A su lado, su hija Laura admite con cierta vergüenza que ha aprovechado las ofertas impuestas. Tan solo un día antes, la cadena Farmatodo fue intervenida y obligada a rebajar los precios de sus productos. «Yo aproveché para coger lo que pude», sonríe tímida. Admite que se trató de una rebatiña, de casi un saqueo, que pudiera complicarle al negocio reponer inventario. «Pero si no lo aprovecha uno, otro lo hará».

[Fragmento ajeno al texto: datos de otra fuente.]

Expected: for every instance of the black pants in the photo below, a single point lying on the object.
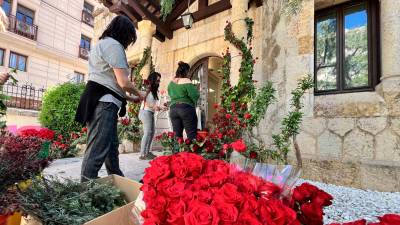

Es parte de las fronteras morales que en Venezuela todos estamos afrontando. Sacar o no el carnet de la patria, pagar o no los precios impuestos por un Gobierno que ha hecho del comerciante un enemigo, reclamar o no precisiones al empleador, pensar o no en irse. Y más que pensarlo, hacerlo.
Ahí están las fotos, vídeos, relatos de quienes han decidido marcharse, ahora con más fuerza y desesperación. Y las razones para quedarse lucen cada vez más raquíticas, como los niños que están en la acera escarbando la basura donde cada vez hay menos sobras.